On se pose la question de savoir si ces gens ne trouvent pas un cynique plaisir dans la misère du citoyen lambda. Pourtant, l’on se rappelle que ce sont ces mêmes Maliens qui ont tout concocté pour que les chefs d’Etats de la Cédéao ne foulent pas le sol malien en occupant le tarmac de l’aéroport de Bamako Sénou. l’avion du président ivoirien, Alassane Ouattara, président en exercice de la Cédéao, était obligé de faire demi tour en plein vol. Ce qui avait amené la Cédéao à tenir toutes les rencontres concernant le Mali, en dehors de notre territoire. Dans cet élan, comment comprendre qu’ils se fâchent lorsque ces chefs d’Etats les invitent à aller discuter à Ouaga? Il faut savoir ce que l’on veut.
Selon les communiqués pondus partout, la plupart de ces groupements qui ont boycotté cette rencontre sont favorables à la composition d’un gouvernement d’union nationale. Leur seule objection serait d’aller discuter de la question sur un sol étranger. Tandis que les Maliens n’arrivent pas à s’entendre sur quoi que ce soit depuis plus trois mois. Alors, que veulent-ils enfin ces gens-là ? À ce rythme, sans risque de se tromper, nous allons passer des années sans trouver un gouvernement consensuel.
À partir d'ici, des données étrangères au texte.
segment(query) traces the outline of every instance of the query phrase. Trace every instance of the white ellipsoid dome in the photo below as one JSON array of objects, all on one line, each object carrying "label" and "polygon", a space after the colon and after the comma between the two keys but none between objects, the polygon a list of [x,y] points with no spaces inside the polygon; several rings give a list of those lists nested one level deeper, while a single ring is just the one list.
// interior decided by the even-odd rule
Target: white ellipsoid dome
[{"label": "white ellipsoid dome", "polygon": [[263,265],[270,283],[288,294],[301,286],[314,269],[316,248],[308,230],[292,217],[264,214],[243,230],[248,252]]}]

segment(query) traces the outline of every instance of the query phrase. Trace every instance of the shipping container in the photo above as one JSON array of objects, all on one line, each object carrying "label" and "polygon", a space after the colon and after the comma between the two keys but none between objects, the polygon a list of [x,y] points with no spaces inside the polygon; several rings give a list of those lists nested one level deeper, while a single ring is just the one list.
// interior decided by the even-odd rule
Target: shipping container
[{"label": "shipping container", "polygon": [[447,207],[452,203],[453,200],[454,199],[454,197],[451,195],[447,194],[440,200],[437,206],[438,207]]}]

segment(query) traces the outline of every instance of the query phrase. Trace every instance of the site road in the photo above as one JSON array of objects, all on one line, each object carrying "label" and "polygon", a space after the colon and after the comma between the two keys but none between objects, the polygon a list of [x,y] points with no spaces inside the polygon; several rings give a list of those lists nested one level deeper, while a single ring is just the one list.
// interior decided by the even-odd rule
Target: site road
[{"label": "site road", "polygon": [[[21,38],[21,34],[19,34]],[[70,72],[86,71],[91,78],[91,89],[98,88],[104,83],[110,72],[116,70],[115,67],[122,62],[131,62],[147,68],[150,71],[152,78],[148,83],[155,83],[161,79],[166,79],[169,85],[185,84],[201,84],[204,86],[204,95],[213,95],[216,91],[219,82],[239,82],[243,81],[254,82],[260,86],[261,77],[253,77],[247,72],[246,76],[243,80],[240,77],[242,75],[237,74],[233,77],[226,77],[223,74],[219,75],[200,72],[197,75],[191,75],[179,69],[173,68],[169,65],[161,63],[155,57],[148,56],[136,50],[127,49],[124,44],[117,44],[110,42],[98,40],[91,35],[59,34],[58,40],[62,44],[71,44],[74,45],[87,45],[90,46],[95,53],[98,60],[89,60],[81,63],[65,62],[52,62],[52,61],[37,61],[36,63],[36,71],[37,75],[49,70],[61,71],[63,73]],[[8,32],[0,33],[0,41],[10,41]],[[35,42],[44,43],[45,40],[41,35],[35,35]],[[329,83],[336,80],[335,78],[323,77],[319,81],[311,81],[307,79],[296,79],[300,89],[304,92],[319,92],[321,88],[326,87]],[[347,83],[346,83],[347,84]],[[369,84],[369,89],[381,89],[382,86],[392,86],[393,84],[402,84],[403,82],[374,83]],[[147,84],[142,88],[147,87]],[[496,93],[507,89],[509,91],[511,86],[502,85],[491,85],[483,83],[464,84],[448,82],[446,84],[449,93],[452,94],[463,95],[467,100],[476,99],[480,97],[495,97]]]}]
Aller discuter de la crise du pays dans un autre pays est-il une violation de notre souveraineté nationale ? Répondons par le négatif car nous avons reçu chez nous les protagonistes de la crise ivoirienne pour les aider à trouver un terrain d’entente. Ils ont été aussi à Ouaga à plusieurs reprises. Les belligérants ivoiriens ont été à Marcoussis en France, à Accra au Ghana et au Pretoria en Afrique du Sud. Ils ont fait le tour du monde à la Recherche d’une solution définitive à leur problème.
Un autre exemple, au cas où ils auraient oublié, c’est la présidence de la Commission électorale nationale indépendante de la Guinée Conakry qui a été assurée par un Malien, en l’occurrence le général Siaka Sangaré.
En outre, à la recherche de solution de sortie de leur crise, les politiciens malgaches ont été aussi conviés en Afrique du sud. A cela s’ajoute l’implication du malien Tiéblé Dramé dans la gestion de cette crise. D’aucuns me diront que comparaison n’est pas raison. Certes ! Mais les Maliens seraient-ils seuls à être fiers de leur souveraineté ? En d’autres termes, le mali serait-il plus souverain que tous ces pays ? Pareils comportements ne nous grandissent pas si nous savons que l’Ecole internationale de maintien de la paix implantée dans notre pays, porte le nom d’un grand Malien, Alioune Blondin Bèye qui, rappelons-le, a perdu la vie dans un accident tragique d’avion, pendant qu’il accomplissait une mission de l’Onu dans la gestion de la crise angolaise.